Verein vor ungewisser Zukunft
Nach dem 2:0-Hinspielerfolg zweifelt kaum jemand daran, dass die Blues am Mittwochabend ins Viertelfinale der Königsklasse einziehen. Die Frage, die sich viele Fans stellen, lautet eher, ob Chelsea auch in den kommenden Jahren in der Champions League vertreten sein wird. «Jeder weiß, dass es nicht leicht ist. Das Beste, was wir tun können, ist guten Fußball zu spielen. Alles ist härter für uns im Moment», sagte Nationalspieler Kai Havertz: «Wir wissen, dass es eine komische Situation ist für alle im Club.»
Der zum Verkauf stehende Club darf derzeit weder Spieler verpflichten, noch verkaufen – und auch keine neuen Verträge aushandeln. Konten wurden eingefroren. Mitarbeiter fürchten um ihre Jobs. Rein sportlich droht im Sommer der Abgang mehrerer Leistungsträger, deren Verträge auslaufen, darunter der deutsche Nationalspieler Antonio Rüdiger.
Auf einmal ist auch fraglich, ob Coach Thomas Tuchel langfristig an der Stamford Bridge arbeiten wird. «Es gibt überhaupt keinen Zweifel, dass ich bis zum Saisonende bleibe», sagte der Trainer des aktuellen Tabellendritten der Premier League. Was als Verpflichtungserklärung gemeint war, klang auch ein wenig wie eine Abschiedsandrohung. «Wir müssen von Tag zu Tag abwarten, weil sich alles ändern kann», sagte der 48-Jährige zudem. Festlegen mag sich bei Chelsea gerade niemand.
Tuchel noch «optimistisch und pragmatisch»
Trotz der misslichen Situation für Chelsea äußerte sich Tuchel bisher überwiegend optimistisch – und pragmatisch. Wenn seine Mannschaft nicht mit dem Flugzeug reisen könne, fahre man eben mit der Bahn oder dem Bus. «Ansonsten fahre ich einen Siebensitzer», sagte Tuchel. «Ganz ehrlich, das mache ich. Nehmen Sie mich beim Wort.»
Zumindest äußerlich versucht sich der Erfolgstrainer nichts anmerken zu lassen. «Natürlich laufen gerade einige Verhandlungen und Gespräche, was die Organisation angeht, aber das beeinflusst mich nicht.»
In britischen Medien wird nun jedoch spekuliert, Tuchels einstiger Mentor Ralf Rangnick, derzeit Interimscoach und bald Berater, könne ihn im Sommer als seinen Nachfolger zu Manchester United lotsen.

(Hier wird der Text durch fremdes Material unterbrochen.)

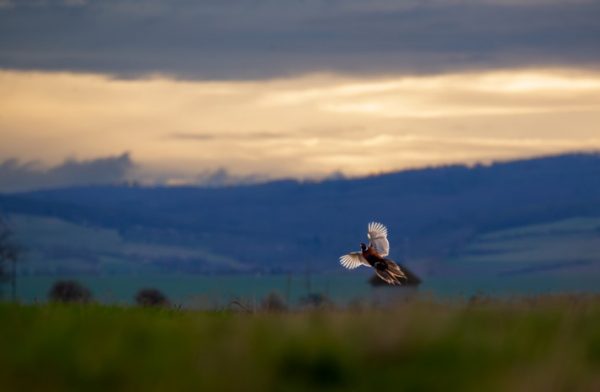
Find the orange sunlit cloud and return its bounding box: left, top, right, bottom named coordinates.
left=0, top=69, right=600, bottom=182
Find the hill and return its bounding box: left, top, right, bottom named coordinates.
left=0, top=154, right=600, bottom=272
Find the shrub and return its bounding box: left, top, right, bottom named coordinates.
left=48, top=280, right=92, bottom=303
left=135, top=288, right=170, bottom=307
left=261, top=292, right=287, bottom=312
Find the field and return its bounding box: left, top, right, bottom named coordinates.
left=0, top=296, right=600, bottom=391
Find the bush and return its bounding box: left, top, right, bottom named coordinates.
left=261, top=292, right=287, bottom=312
left=135, top=288, right=170, bottom=307
left=48, top=280, right=92, bottom=303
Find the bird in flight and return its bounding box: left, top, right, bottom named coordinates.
left=340, top=222, right=407, bottom=285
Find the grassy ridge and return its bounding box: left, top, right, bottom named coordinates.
left=0, top=297, right=600, bottom=391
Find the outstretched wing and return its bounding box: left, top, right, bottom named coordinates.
left=367, top=222, right=390, bottom=257
left=340, top=252, right=370, bottom=269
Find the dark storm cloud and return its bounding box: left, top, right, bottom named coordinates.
left=0, top=153, right=134, bottom=192
left=0, top=0, right=600, bottom=79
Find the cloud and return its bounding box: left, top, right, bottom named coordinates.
left=0, top=0, right=600, bottom=79
left=0, top=153, right=134, bottom=192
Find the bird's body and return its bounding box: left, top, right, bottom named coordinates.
left=340, top=222, right=406, bottom=285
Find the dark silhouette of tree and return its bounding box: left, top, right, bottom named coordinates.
left=135, top=288, right=170, bottom=307
left=261, top=292, right=287, bottom=312
left=0, top=217, right=21, bottom=301
left=48, top=280, right=92, bottom=303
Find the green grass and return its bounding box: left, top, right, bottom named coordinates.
left=0, top=297, right=600, bottom=391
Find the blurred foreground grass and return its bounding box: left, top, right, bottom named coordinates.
left=0, top=296, right=600, bottom=391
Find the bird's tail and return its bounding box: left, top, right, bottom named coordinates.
left=375, top=259, right=406, bottom=285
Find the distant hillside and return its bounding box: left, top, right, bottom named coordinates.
left=0, top=154, right=600, bottom=271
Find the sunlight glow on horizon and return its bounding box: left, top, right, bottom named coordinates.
left=0, top=68, right=600, bottom=181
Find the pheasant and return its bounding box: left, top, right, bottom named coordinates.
left=340, top=222, right=407, bottom=285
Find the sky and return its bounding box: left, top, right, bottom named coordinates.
left=0, top=0, right=600, bottom=191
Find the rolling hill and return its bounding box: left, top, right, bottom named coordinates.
left=0, top=154, right=600, bottom=273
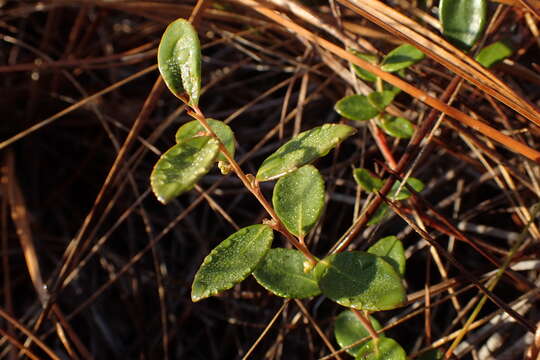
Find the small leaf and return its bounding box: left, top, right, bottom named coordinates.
left=257, top=124, right=356, bottom=181
left=272, top=165, right=324, bottom=238
left=191, top=224, right=274, bottom=302
left=158, top=19, right=201, bottom=105
left=368, top=236, right=406, bottom=277
left=334, top=95, right=380, bottom=121
left=356, top=336, right=407, bottom=360
left=439, top=0, right=487, bottom=50
left=381, top=44, right=425, bottom=72
left=176, top=119, right=235, bottom=162
left=380, top=116, right=414, bottom=139
left=349, top=49, right=379, bottom=82
left=367, top=203, right=390, bottom=226
left=389, top=177, right=425, bottom=200
left=253, top=248, right=321, bottom=299
left=150, top=136, right=219, bottom=204
left=315, top=251, right=406, bottom=311
left=475, top=41, right=514, bottom=68
left=353, top=168, right=384, bottom=192
left=334, top=310, right=382, bottom=356
left=368, top=90, right=395, bottom=112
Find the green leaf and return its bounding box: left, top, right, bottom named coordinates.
left=253, top=248, right=321, bottom=299
left=191, top=224, right=274, bottom=302
left=439, top=0, right=487, bottom=50
left=353, top=168, right=384, bottom=192
left=368, top=235, right=406, bottom=277
left=389, top=177, right=425, bottom=200
left=272, top=165, right=324, bottom=238
left=381, top=44, right=425, bottom=72
left=349, top=49, right=379, bottom=82
left=475, top=41, right=514, bottom=68
left=315, top=251, right=406, bottom=311
left=356, top=336, right=407, bottom=360
left=367, top=203, right=390, bottom=225
left=368, top=90, right=395, bottom=112
left=380, top=116, right=414, bottom=139
left=150, top=136, right=219, bottom=204
left=334, top=310, right=382, bottom=356
left=334, top=95, right=380, bottom=121
left=176, top=119, right=235, bottom=161
left=257, top=124, right=356, bottom=181
left=158, top=19, right=201, bottom=105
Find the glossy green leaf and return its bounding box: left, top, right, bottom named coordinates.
left=380, top=116, right=414, bottom=139
left=356, top=336, right=407, bottom=360
left=353, top=168, right=384, bottom=192
left=257, top=124, right=356, bottom=181
left=191, top=224, right=274, bottom=301
left=439, top=0, right=487, bottom=50
left=475, top=41, right=514, bottom=68
left=381, top=44, right=425, bottom=72
left=176, top=119, right=235, bottom=161
left=334, top=310, right=382, bottom=356
left=367, top=203, right=390, bottom=226
left=349, top=49, right=379, bottom=82
left=315, top=251, right=406, bottom=311
left=368, top=90, right=395, bottom=112
left=253, top=248, right=321, bottom=299
left=334, top=95, right=380, bottom=121
left=272, top=165, right=324, bottom=238
left=389, top=177, right=425, bottom=200
left=158, top=19, right=201, bottom=105
left=368, top=235, right=406, bottom=277
left=150, top=136, right=219, bottom=204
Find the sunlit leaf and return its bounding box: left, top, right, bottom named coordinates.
left=191, top=224, right=274, bottom=301
left=334, top=310, right=382, bottom=356
left=368, top=236, right=406, bottom=277
left=381, top=44, right=425, bottom=72
left=356, top=336, right=407, bottom=360
left=150, top=136, right=219, bottom=204
left=257, top=124, right=356, bottom=181
left=158, top=19, right=201, bottom=105
left=253, top=248, right=321, bottom=299
left=475, top=41, right=514, bottom=68
left=315, top=251, right=406, bottom=311
left=349, top=49, right=379, bottom=82
left=380, top=116, right=414, bottom=139
left=353, top=168, right=384, bottom=192
left=334, top=95, right=380, bottom=121
left=439, top=0, right=487, bottom=50
left=176, top=119, right=235, bottom=161
left=272, top=165, right=324, bottom=237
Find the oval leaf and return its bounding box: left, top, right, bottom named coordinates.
left=191, top=224, right=274, bottom=302
left=439, top=0, right=487, bottom=50
left=315, top=251, right=406, bottom=311
left=380, top=116, right=414, bottom=139
left=257, top=124, right=356, bottom=181
left=334, top=95, right=380, bottom=121
left=475, top=41, right=514, bottom=68
left=349, top=49, right=379, bottom=82
left=353, top=168, right=383, bottom=192
left=158, top=19, right=201, bottom=105
left=334, top=310, right=382, bottom=356
left=176, top=119, right=235, bottom=161
left=253, top=248, right=321, bottom=299
left=368, top=235, right=406, bottom=277
left=381, top=44, right=425, bottom=72
left=356, top=336, right=407, bottom=360
left=272, top=165, right=324, bottom=238
left=150, top=136, right=219, bottom=204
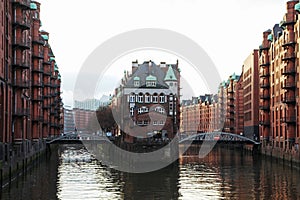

Die «Daily Mail» berichtete, die Man-United-Verantwortlichen beobachteten die Situation bei Chelsea genau. Rangnick dementierte nur halbherzig: «Es macht keinen Sinn, darüber nachzudenken oder zu spekulieren.»
Chelsea um Lockerung der Auflagen bemüht
Für Ex-Nationalspieler und Kolumnist Jamie Carragher wäre Tuchel die perfekte Wahl für die Red Devils – und umgekehrt. «Kein Coach will in einem Umfeld mit so viel Unsicherheit arbeiten», schrieb Carragher im «Telegraph» über den Fifa-Welttrainer und die Lage in London. «Wenn er die Gelegenheit bekommt, zu einem Club mit einem Status wie United zu wechseln, dann muss er sie ergreifen.»
Der FC Chelsea ist unterdessen bemüht, die strengen Auflagen weiter zu lockern. Die Regierung hat dem Club-Weltmeister auch den Verkauf von Tickets verboten. Die Verantwortlichen wollen das nicht hinnehmen. «Wir drängen die Regierung, unseren Fans Zugang zu Eintrittskarten zu gewähren», teilte der Club mit.
Zeitgleich laufen im Hintergrund die Verkaufsgespräche. Noch bis Freitag können Interessenten ein Angebot abgeben, vorausgesetzt sie können die notwendigen finanziellen Ressourcen vorweisen. Wie es beim FC Chelsea weitergeht und ob der Club eine erfolgreiche Zukunft haben kann, hängt davon ab, wer am Ende den Zuschlag bekommt. Ob der Titelverteidiger am Mittwochabend die nächste Runde der Champions League erreicht, gerät dabei vorerst zur Nebensache.